Niederlassungen in China

Teil 3: Partnerschaft

Die Partnerschaft ist die jüngste und flexibelste Form von Niederlassungen in China. Flexibilität herrscht zum einen in Bezug auf die Verteilung der Gewinne, die sich selbst bei einem vertraglichen Gemeinschaftsunternehmen in etwa nach den Anteilen der Gesellschafter zur richten hat. Außerdem kann das vorgesehene Kapital ohne festen Zeitplan eingezahlt werden, also auch erst wenn benötigt. Durch diese Besonderheiten eignet sich die Form der Partnerschaft einerseits für RMB-Investmentfonds. Andererseits können auch kleinere Unternehmen insbesondere im Beratungsbereich und Bereichen, die hierzulande als freie Berufe bekannt sind, von Flexibilität und Einsparungen etwa in puncto Steuer profitieren.

Arten von Partnerschaft

Es gibt drei Arten von Partnerschaften. Die einfache Partnerschaft (普通合伙) ähnelt der deutschen OHG. Sie ist keine juristische Person, sondern ein Zusammenschluss natürlicher und/oder juristischer Personen. Die Haftung liegt insofern bei den Gesellschaftern, die ihre Haftung jedoch im Innenverhältnis beschränken können.

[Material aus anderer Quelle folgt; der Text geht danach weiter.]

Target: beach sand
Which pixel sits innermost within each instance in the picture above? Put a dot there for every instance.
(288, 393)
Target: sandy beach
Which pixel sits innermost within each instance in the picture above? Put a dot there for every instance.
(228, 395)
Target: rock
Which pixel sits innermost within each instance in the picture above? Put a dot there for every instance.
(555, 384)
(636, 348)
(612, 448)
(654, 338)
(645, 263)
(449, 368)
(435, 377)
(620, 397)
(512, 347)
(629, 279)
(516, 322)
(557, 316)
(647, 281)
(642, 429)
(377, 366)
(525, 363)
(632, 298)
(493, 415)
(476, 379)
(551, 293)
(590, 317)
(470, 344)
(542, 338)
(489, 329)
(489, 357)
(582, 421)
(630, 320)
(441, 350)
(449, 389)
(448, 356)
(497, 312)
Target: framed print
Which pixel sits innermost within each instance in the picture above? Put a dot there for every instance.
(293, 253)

Die Partnerschaft mit begrenzter Haftung (有限合伙) ähnelt insoweit der deutschen KG, als mindestens einer der Gesellschafter unbeschränkt für die Verbindlichkeiten der Gesellschaft haftbar ist, während die übrigen nur bis zu ihrer Einlage haften. Der unbeschränkt haftende Gesellschafter hat allerdings weitreichende Befugnisse, etwa zur Geschäftsführung, Vertretung und Einsicht.

Die spezielle Partnerschaft (特殊普通合伙) ist auf Beratungsunternehmen und freie Berufe zugeschnitten, insofern vergleichbar den deutschen Partnerschaftsgesellschaften. Voraussetzung sind spezielle Berufskenntnisse, etwa die eines Steuerberaters, Wirtschaftsprüfers oder Anwalts.

Handlungs- und Rechtsrahmen

Grundlegend ist das Gesetz über Partnerschaften (合伙企业法). Darüber hinaus gelten für ausländisch investierte Partnerschaften diesbezügliche Verwaltungsbestimmungen des Staatsrats (合伙企业登记管理办法; 外商投资合伙企业登记管理规定).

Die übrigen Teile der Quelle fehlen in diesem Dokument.